Varun asked me some details on a database access layer. This post is an attempt to introduce developers to the complex field of Object Relational(OR) Mapping. I conducted a presentation on this subject with reference to EF internal frameworks. I have also given a set of links at the end.
For the purpose of this article let us consider that we are asked to design the middle tier and database structure of an online book store. A customer can order different books in multiple quantities. There is a Customer table; an Order table linked to the Customer; a Book_lkp table that contains the list of books displayed in the website. A Customer places multiple Orders of different books.
The Middle Tier has to provide the ability to:
1. Load a set of books for display
2. Load a Customer data
3. Save an Order for a Customer
One of the ways to design a data access layer for the above problem (in .NET) is:
Load a Dataset with the Customer and Orders and then save after making changes.
This approach is fine for simple websites - but you have to handle business logic in a set of external classes. Strongly Typed Datasets help you add type safety.
The problem with the simple approach is that for complex websites with intricate relations, your business logic will be very distributed and incoherent.

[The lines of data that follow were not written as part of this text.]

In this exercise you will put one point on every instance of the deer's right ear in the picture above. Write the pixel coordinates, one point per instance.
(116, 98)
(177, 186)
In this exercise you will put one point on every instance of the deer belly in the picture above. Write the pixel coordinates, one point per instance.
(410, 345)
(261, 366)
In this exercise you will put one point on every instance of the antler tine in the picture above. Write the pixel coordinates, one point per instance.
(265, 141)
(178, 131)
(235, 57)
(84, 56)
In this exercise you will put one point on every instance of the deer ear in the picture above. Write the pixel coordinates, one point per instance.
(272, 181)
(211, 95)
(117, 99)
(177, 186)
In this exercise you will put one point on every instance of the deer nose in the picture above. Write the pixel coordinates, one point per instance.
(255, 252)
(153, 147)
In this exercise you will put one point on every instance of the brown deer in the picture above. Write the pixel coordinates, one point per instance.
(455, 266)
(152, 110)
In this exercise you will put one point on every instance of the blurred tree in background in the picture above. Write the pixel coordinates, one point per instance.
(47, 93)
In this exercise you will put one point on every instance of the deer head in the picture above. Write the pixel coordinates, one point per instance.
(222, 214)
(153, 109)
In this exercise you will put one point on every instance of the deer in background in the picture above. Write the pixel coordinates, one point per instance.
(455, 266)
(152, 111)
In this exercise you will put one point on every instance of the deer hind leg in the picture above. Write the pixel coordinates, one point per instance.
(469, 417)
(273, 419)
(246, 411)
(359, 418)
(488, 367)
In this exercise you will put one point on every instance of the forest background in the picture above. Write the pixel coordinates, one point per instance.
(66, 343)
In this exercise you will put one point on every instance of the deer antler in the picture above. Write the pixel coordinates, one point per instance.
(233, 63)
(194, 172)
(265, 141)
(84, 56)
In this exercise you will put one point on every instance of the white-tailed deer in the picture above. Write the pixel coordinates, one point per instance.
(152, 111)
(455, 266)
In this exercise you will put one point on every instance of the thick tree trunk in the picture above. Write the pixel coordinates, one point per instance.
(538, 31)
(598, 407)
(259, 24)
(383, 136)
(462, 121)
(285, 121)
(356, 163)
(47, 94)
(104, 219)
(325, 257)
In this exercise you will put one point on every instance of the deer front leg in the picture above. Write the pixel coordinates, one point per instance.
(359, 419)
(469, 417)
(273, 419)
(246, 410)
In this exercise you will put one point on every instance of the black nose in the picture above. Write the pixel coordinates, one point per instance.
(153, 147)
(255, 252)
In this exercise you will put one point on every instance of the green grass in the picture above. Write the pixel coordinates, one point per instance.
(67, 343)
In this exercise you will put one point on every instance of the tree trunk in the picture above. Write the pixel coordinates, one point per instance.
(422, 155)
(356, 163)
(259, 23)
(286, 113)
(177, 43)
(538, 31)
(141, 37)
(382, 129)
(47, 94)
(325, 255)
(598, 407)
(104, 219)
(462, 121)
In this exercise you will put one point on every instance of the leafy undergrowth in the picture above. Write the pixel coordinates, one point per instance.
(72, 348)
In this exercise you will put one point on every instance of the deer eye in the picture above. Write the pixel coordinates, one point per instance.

Typically your middle tier should model your business - you will need an object model. Unfortunately, databases are relational. They are not object based. For example, databases do not capture inheritance. In the above example, let us say a Customer can be a corporation also. In the middle tier, you can describe a Customer base class and derive an Individual class and a Corporate class from it. It is difficult to do this in a databse structure. Databases also do not have object identity; they do not handle relations intrinsically.
So, fundamentally, a relational database represents data and its relations completely differently from a object model. The Middle tier needs a good object model. Therefore, the problem is to map the object data to relational data. This is the problem that Object Relational mapping patterns try to solve.
One of the patterns for solving this problem is called Active Record.
Active RecordWhen you use this pattern, you decide that your object model in the middle tier is going to mirror the database model - that is for every table you create a class and then handle foreign key relations through child collections.
So, in the Book Store example above, you will have a Customer class, an Order class and Product class. The Customer class will have a child collection of Orders.
When you use Active Record, each class is responsible for saving and loading itself. The Customer communicates with Customer table, Order with Order table and so forth.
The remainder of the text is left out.